CAP. XXXIII.

[158] Folgenden Tag war die Hochzeit angesetzt, da muste unsere Compagnie Maul und Nase auffsperren, daß sie alles recht betrachten und einnehmen kunten. Die Gäste waren auf das Köstlichste herauß geputzt, die Tractamenten waren sehr delicat, die Music ließ sich mit sonderlicher Annehmligkeit hören, die Täntze wurden mit grossem Tumult vollbracht. Einer schnitt Capreolen, der andere machte Floretten, der dritte stolperte über die hohen Absätze: da mochte sauffen, wer ein Maul hatte. Denn andern Tag ward die Braut mit ihrem neuen Schlaffgesellen unerhört auffgezogen, da kamen die Weiber und Männer, und versuchten ihr Heyl. Absonderlich hätten ihr die Junggesellen, oder die Herren Braut-Lümmel bald den Kopff mit Band und Haaren abgerissen, weil sie den Krantz mit starckem Drate unter den Haaren fest verwahret hatte. Und bey diesem Actu giengen solche obscœna æquivoca vor, daß sich züchtige Ohren billig davor zu schämen hatten. Als nun der Wirth mit unsrer Compagnie wieder zu sprechen kam, sagte Eurylas, es gefällt mir an diesem[158] Orte sehr wohl, indem es lauter wohlhabende und vergnügte Leute hier giebt. Ich sehe alles in Kostbahren Kleidern, in köstlichem Essen und Trincken, in Wollust und Herrligkeit daher stutzen. Doch der Wirth gab zur Antwort; mein Herr, es ist nicht alles Gold, was gleisset. Solte er unsere Hoffart auf den Probierstein streichen, sie würde nicht gülden herauß kommen. Es geht manche Jungfer, die hat ihr gantz Patrimonium an den Hals gehenckt, nur daß sie desto eher ein ander Patrimonium mit verdienen will. Zu Hause zotteln sie in Leinwat-Kütteln, und essen trocken Brod, nur daß sie allen Alamodischen Bettel schaffen können. Mancher wirfft den Spielleuten, oder Hochteutsch zu reden, den Herren Instrumentisten einen Thaler auf, den er an drey und zwantzig Ecken zusammen geborgt hat. Mancher tantzt die Schuh entzwey, ehe er weiß, wo das Geld herkommen soll, damit er den Schuster contentirt. Braut und Bräutigam selber werden in drey Jahren nicht so viel einnehmen, als sie auf ihre Pralerey auffgewendet haben. Da sagte Eurylas, du blinde Welt, bist du so närrisch, und knüpffst keine Schellen an die Ohren? da hätte mancher meynen sollen, es wäre lauter Fürstlich und Gräfflich Reichthumb darhinder, so sehe ich wohl, es ist mit einem Quarge versiegelt.
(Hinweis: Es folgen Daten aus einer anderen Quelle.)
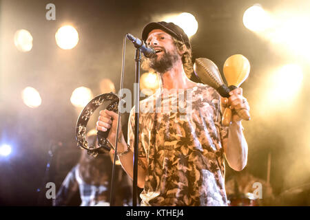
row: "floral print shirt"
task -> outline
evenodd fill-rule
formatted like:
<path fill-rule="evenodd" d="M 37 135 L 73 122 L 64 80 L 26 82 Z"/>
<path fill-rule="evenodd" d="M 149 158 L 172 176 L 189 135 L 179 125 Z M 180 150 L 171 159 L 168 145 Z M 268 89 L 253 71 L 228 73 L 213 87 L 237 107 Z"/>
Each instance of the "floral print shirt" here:
<path fill-rule="evenodd" d="M 140 102 L 138 155 L 147 162 L 141 206 L 227 205 L 220 106 L 218 93 L 200 83 L 169 94 L 159 89 Z"/>

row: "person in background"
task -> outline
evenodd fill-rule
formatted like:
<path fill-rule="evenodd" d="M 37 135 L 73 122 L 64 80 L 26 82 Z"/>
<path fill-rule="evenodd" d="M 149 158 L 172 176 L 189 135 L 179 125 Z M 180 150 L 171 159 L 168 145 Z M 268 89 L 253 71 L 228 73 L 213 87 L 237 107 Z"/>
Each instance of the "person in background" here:
<path fill-rule="evenodd" d="M 90 144 L 97 144 L 96 131 L 86 135 Z M 81 206 L 108 206 L 112 172 L 112 151 L 94 157 L 83 151 L 80 161 L 67 175 L 57 192 L 54 206 L 68 206 L 79 191 Z M 118 162 L 119 163 L 119 162 Z M 116 163 L 117 164 L 117 163 Z M 114 206 L 131 206 L 132 181 L 121 166 L 115 169 Z"/>

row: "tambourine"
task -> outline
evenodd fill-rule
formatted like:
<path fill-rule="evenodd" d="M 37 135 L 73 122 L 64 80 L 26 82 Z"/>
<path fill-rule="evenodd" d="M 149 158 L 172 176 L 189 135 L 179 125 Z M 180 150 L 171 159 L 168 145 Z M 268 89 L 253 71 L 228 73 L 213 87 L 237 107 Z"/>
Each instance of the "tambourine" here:
<path fill-rule="evenodd" d="M 76 136 L 78 142 L 78 146 L 81 147 L 87 151 L 88 154 L 96 157 L 99 153 L 105 153 L 111 150 L 112 145 L 107 140 L 107 135 L 110 129 L 106 131 L 98 131 L 98 145 L 99 146 L 90 146 L 86 140 L 86 126 L 90 116 L 94 113 L 96 109 L 106 101 L 110 101 L 110 104 L 106 109 L 109 111 L 116 112 L 118 109 L 119 98 L 116 94 L 111 92 L 110 94 L 104 94 L 94 98 L 85 107 L 79 116 L 76 122 Z"/>

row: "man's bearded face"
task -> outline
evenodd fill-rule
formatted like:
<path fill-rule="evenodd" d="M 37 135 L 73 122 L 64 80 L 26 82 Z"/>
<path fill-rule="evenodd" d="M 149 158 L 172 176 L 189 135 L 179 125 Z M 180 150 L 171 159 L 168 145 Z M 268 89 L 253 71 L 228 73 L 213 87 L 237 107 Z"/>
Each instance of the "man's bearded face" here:
<path fill-rule="evenodd" d="M 163 74 L 172 69 L 174 63 L 180 58 L 177 52 L 176 47 L 174 50 L 167 51 L 165 47 L 162 47 L 163 54 L 158 57 L 156 55 L 154 58 L 149 59 L 149 67 L 160 74 Z"/>

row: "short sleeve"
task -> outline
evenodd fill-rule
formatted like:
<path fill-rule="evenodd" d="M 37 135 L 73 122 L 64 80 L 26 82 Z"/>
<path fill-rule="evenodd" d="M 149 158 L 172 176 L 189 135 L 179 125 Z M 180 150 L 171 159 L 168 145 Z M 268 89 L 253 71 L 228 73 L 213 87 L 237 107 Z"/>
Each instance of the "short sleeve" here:
<path fill-rule="evenodd" d="M 130 111 L 130 115 L 128 120 L 128 138 L 127 144 L 132 148 L 132 151 L 134 148 L 134 119 L 135 119 L 135 107 Z M 141 118 L 140 118 L 141 119 Z M 144 148 L 141 144 L 141 123 L 139 122 L 139 133 L 138 133 L 138 157 L 146 157 L 146 153 Z"/>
Gelanor gab sein Wort auch darzu. So haben die Leute, sagte er, schlechte Ursache so üppig und wohllüstig ihre Sachen anzustellen. Sie möchten an statt ihrer Zotten und unzüchtigen Rätzel etliche Gebete sprechen, daß sie GOtt auß ihrer Armuth erretten, und ihnen ein zuträgliches Außkommen bescheren wolle.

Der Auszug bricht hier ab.